Some Background

The following topics cover some concepts (at a high level) that should be first understood if you’re curious about where ACE comes from or the bigger picture of how ACE is meant to be used.

I gave a talk on the development of the tool at BSides Cincinnati in 2015 which covers these topics in detail. You can watch his presentation here:

Driving Behavior

The metric this tool attempts to drive is called time to disposition, or, how long does it take to figure out you’re wasting your time? Most people would phrase this as how long does it take to work an alert? but I’ve taken a different approach to how we look at alerts.

Generally, analysts tend to open up whatever alert they’re looking at and try to figure out if it’s “bad” or not. And by “bad”, they usually mean “Is this an attack?”, or, “Is this something I need to worry about?”

Over the years as an analyst, I came to realize that most of the alerts I worked ended up being dispositioned as false positive, with the following definition of what a false postive actually is.

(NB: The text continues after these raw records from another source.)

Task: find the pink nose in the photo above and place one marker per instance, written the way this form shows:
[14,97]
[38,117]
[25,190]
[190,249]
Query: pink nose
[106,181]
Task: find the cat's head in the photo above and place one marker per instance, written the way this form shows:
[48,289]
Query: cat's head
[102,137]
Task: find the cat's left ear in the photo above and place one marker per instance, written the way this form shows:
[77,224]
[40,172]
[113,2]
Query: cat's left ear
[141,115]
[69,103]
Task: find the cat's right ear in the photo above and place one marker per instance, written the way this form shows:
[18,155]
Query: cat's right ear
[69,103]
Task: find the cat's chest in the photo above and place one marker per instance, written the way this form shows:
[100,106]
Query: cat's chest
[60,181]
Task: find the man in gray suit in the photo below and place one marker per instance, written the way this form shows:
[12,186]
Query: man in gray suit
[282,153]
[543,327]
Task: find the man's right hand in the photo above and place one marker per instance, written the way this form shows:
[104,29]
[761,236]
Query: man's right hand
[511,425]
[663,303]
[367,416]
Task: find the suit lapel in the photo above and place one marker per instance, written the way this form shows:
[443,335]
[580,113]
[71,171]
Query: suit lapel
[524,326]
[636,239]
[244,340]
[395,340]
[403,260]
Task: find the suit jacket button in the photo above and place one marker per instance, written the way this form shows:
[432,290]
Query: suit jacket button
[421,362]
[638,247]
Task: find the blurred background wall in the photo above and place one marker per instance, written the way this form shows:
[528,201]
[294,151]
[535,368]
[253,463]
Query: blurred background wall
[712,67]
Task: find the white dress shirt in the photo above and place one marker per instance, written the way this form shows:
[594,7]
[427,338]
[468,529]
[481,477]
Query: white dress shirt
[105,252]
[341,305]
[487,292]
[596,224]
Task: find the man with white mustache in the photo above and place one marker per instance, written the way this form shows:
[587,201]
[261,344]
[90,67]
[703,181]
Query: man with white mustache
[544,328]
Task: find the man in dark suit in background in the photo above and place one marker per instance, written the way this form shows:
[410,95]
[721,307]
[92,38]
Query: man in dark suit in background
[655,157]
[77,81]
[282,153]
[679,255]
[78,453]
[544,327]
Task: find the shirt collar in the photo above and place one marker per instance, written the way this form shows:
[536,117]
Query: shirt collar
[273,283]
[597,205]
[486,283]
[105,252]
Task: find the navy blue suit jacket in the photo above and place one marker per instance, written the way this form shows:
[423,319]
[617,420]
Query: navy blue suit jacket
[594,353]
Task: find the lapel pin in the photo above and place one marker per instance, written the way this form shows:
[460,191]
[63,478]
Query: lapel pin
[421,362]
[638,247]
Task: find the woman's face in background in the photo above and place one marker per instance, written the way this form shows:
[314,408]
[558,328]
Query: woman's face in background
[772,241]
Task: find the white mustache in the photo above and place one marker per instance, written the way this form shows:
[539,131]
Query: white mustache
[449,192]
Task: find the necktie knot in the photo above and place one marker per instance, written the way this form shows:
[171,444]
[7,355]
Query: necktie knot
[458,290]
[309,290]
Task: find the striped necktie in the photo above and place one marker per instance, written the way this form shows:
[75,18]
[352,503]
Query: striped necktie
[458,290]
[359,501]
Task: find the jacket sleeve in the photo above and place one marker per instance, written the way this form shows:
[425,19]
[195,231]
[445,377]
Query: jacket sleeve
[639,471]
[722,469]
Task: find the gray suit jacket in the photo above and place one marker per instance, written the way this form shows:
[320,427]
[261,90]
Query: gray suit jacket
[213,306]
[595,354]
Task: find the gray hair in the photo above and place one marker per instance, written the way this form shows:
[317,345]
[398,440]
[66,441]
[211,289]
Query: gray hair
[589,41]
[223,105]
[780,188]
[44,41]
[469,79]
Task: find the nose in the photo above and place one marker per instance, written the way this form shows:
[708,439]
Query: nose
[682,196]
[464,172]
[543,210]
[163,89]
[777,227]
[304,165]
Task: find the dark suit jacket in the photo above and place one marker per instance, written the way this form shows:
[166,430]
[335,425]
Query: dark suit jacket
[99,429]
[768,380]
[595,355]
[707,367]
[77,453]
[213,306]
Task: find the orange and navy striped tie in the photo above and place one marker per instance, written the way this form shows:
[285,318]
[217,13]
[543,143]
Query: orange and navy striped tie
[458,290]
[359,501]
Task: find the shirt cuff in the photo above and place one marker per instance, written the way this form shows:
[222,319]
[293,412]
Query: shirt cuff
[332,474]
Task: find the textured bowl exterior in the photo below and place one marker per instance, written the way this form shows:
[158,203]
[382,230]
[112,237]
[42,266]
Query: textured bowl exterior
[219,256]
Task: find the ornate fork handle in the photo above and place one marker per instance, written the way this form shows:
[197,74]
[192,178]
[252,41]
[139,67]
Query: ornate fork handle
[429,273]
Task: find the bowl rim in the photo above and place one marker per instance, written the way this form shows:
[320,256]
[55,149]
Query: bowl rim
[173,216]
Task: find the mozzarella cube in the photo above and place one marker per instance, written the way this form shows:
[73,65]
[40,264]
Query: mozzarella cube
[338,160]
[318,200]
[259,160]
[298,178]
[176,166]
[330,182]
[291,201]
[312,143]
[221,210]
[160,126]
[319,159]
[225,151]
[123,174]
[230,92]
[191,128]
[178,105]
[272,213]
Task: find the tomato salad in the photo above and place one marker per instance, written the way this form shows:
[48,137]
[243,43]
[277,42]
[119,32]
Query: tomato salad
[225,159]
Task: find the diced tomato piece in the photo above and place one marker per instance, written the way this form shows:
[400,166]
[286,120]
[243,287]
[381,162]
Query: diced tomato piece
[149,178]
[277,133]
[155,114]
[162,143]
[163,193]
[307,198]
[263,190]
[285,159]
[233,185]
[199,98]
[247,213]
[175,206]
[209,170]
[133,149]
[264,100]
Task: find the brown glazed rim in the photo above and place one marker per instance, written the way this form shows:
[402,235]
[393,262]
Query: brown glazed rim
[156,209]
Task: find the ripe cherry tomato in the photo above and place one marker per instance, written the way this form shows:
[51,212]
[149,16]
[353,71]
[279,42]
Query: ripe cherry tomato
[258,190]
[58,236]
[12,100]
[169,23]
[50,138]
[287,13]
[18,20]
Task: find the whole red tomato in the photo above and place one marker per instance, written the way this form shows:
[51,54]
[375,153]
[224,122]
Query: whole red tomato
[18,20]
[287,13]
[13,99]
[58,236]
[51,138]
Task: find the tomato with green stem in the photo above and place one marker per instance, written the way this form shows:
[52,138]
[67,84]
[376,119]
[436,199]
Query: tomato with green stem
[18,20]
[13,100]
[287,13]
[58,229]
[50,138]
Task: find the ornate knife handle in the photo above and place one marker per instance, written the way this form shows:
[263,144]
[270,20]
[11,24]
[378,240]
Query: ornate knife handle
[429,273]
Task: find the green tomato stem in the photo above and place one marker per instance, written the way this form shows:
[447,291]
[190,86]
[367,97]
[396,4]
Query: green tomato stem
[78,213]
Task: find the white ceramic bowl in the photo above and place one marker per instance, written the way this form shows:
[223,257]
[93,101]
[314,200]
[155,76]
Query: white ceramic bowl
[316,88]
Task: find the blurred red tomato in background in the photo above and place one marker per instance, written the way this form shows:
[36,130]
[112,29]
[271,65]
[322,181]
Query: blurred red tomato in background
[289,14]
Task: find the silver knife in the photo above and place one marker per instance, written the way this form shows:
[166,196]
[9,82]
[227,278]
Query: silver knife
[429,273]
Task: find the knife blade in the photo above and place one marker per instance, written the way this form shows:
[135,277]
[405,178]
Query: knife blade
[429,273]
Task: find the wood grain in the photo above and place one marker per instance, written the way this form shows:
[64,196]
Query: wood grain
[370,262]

False Positive - An alert you’re not going to respond to.

I think many people define a false positive more in terms of mismatching something, such as a network-based packet alert that pattern matched something, but that pattern matched something it wasn’t intended to match. This is obvious. But I would expand that definition even further. For example, suppose you get an alert from your IDS that a remote MySQL exploit was attempted against a server you protect, but that server does not run MySQL. How would you disposition the alert? It was an attack for sure, but it doesn’t matter if the target of the attack is not running the software the attack is meant to exploit. It would matter even less if you didn’t run MySQL at all. (Note that I would consider the intelligence gained from the attack as another matter entirely and not the focus of this topic.)

So when I applied that definition of what a false positive is, I found that almost all of the alerts I worked ended up being false positive. In my presentation at the Cincinnati b-sides, I even stated that 99% of alerts are false positive.

For the sake of argument here, we assume this is the case. This changes how alerts are analyzed. If 99% of them are false positive, then what is the chance that what is being analyzed is something to worry about? So rather than answer the question “Is this bad?” we answer the question “Am I wasting my time?” because 99% of the time that’s exactly what is happening!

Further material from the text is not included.